Con dificultad, aparté los ojos de los anuncios y miré por encima del hombro para ver con quiénes compartíqmos la tribuna. Hasta entonces no había llegado nadie, salvo una criatura diminuta que estaba sentada en la antepenúltima butaca de la fila de atrás. La criatura, cuyas piernas eran tan cortas que apenas sobresalían del asiento, llevaba puesto a modo de toga un paño de cocina y se tapaba la cara con las manos. Aquellas orejas largas como de murciélago me resultaron curiosamente familiares...
—¿Dobby? —pregunté, extrañada.
La diminuta figura levantó la cara y separó los dedos, mostrando unos enormes ojos castaños y una nariz que tenía la misma forma y tamaño que un tomate grande. No era Dobby... pero no cabía duda de que se trataba de un elfo doméstico, como había sido Dobby, mi amigo, hasta que lo liberé de sus dueños, la familia Malfoy.
—¿La señorita acaba de llamarme Dobby? —chilló el elfo de forma extraña, por el resquicio de los dedos.

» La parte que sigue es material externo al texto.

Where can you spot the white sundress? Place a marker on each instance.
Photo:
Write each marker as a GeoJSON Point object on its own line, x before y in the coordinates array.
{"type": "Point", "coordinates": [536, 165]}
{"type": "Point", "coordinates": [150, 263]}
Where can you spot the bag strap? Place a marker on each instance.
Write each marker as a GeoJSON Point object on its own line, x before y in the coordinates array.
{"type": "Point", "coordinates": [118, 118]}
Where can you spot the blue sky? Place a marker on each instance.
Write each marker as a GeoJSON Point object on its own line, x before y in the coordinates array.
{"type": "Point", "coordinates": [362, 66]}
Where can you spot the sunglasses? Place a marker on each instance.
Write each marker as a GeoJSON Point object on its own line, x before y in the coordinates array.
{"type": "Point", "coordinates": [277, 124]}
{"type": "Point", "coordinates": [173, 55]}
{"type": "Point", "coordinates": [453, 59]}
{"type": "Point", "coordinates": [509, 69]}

Tenía una voz aún más aguda que la de Dobby, apenas un chillido flojo y tembloroso que me hizo suponer (aunque era difícil asegurarlo tratándose de un elfo doméstico) que era hembra. Ron, Will y Hermione se volvieron en sus asientos para mirar. Aunque les había hablado mucho de Dobby, nunca habían llegado a verlo personalmente. Incluso el señor Weasley se mostró interesado.
—Disculpe —le sonreí a la elfina—, la he confundido con un amigo.
—¡Yo también conozco a Dobby, señorita! —chilló la elfina. Se tapaba la cara como si la luz la cegara, a pesar de que la tribuna principal no estaba excesivamente iluminada—. Me llamo Winky, señorita... y usted, señorita... —En ese momento reconoció mi cicatriz, y los ojos se le abrieron hasta adquirir el tamaño de dos platos pequeños—. ¡Usted es, sin duda, Alyssa Potter!
—Sí, lo soy —contesté esbozando una sonrisa incómoda —Es un placer.
—Es un honor conocerla al fin señorita. ¡Dobby habla todo el tiempo de usted, señorita! —exclamó ella, bajando las manos un poco pero conservando su expresión de miedo.
—¿Cómo se encuentra? —pregunté sonriendo—. ¿Qué tal le sienta la libertad?
—¡Ah, señorita! —respondió Winky, moviendo la cabeza de un lado a otro—, no quisiera faltarle al respeto, señorita, pero no estoy segura de que le hiciera un favor a Dobby al liberarlo, señorita.
—¿Por qué? —me extrañé. Dobby parecía feliz cuando lo liberé—. ¿Qué le pasa?
—La libertad se le ha subido a la cabeza, señorita —mencionó Winky con tristeza— . Tiene raras ideas sobre su condición, señorita. No encuentra dónde colocarse, señorita.
—¿Por qué no? —inquirí.
Winky bajó el tono de su voz media octava para susurrar:
—Pretende que le paguen por trabajar, señorita.
—¿Que le paguen? —repetí, sin entender—. Bueno... ¿por qué no tendrían que pagarle?